E2F-6 O Plasmídeo de Ativação CRISPR (h) é um sistema mediador de ativação sinérgica (SAM) de três plasmídeos, concebido para a regulação positiva transcricional altamente eficiente e específica do locus E2F6 em linhas celulares humanas. O sistema é construído em torno de uma Cas9 cataliticamente inativa (dCas9) portadora de duas mutações inativadoras (D10A e N863A) que eliminam a atividade nuclease, preservando simultaneamente a ligação ao ADN. Esta dCas9 é fundida com VP64, um potente ativador transcricional, e é coexpressa com um gene de resistência à blasticidina para seleção.

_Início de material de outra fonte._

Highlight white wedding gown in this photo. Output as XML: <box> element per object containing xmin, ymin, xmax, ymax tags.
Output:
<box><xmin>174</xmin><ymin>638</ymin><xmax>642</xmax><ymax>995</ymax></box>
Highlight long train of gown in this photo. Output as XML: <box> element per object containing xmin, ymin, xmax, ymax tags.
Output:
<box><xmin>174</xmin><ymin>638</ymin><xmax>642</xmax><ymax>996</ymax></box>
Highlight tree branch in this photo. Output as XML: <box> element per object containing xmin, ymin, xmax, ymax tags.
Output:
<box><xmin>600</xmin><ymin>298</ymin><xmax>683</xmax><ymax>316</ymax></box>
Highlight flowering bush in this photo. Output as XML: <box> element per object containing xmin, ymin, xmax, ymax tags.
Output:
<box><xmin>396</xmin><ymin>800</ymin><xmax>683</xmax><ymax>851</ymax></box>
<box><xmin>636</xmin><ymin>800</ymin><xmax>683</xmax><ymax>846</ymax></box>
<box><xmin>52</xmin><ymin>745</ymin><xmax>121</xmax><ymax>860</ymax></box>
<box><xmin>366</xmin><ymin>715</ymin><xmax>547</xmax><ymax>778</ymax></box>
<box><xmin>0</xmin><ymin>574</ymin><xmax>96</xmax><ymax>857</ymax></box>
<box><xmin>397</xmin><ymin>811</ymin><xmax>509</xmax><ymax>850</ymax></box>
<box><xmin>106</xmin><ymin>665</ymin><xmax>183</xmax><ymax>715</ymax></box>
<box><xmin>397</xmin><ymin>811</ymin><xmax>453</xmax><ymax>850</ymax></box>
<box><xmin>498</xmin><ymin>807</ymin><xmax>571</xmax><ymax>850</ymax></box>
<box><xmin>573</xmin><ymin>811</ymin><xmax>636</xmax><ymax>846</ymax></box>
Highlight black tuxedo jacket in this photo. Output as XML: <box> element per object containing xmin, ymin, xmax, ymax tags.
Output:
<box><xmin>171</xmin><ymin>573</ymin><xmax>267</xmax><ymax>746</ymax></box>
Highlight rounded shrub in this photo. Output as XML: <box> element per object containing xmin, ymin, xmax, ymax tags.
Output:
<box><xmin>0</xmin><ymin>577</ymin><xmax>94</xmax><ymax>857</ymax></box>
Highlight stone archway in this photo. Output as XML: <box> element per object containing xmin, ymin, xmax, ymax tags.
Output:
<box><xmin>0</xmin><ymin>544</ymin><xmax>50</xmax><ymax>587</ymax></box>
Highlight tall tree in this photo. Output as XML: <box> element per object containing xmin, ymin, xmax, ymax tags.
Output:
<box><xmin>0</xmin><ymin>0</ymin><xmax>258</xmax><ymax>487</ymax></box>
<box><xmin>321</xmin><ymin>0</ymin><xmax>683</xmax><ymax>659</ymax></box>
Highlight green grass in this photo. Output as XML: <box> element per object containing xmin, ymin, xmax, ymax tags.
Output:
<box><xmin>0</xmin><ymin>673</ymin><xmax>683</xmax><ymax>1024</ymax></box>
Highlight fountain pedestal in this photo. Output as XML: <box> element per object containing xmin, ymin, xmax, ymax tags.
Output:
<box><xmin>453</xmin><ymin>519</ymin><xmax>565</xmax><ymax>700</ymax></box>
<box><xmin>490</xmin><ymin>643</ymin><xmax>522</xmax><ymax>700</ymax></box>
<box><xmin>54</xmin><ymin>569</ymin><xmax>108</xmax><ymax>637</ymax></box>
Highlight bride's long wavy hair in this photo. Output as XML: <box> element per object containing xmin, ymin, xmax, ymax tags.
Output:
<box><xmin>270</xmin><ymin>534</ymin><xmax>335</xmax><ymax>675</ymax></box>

O segundo plasmídeo codifica a proteína de fusão MS2-p65-HSF1, um complexo ativador secundário que atua em conjunto com o dCas9-VP64, juntamente com um gene de resistência à higromicina. O terceiro plasmídeo codifica um sgRNA de 20 nt específico para o alvo, fundido a dois aptâmeros de RNA MS2 que recrutam o complexo MS2-p65-HSF1 para o local de ativação, acompanhado por um gene de resistência à puromicina. Os três plasmídeos são administrados numa proporção de massa de 1:1:1 para uma expressão equilibrada de todos os componentes do sistema.
Uma vez montado no locus alvo, o complexo SAM liga-se a cerca de 200 pb a montante do local de início da transcrição E2F6, onde VP64, p65 e HSF1 atuam em conjunto para recrutar a maquinaria transcricional e impulsionar a regulação positiva da expressão endógena de E2F-6. Ao contrário da Cas9 com atividade nuclease, o dCas9 não introduz quebras de cadeia dupla nem modifica a sequência genómica, preservando o locus E2F6 nativo e permitindo o estudo de respostas transcricionais dependentes de E2F-6 no locus endógeno, tornando-o uma ferramenta valiosa para estudos funcionais, identificação de genes-alvo e modelagem da restauração da via E2F-6 em células tumorais com expressão de E2F6 silenciada ou reduzida.
Apenas para uso em investigação. Não se destina a uso diagnóstico ou terapêutico.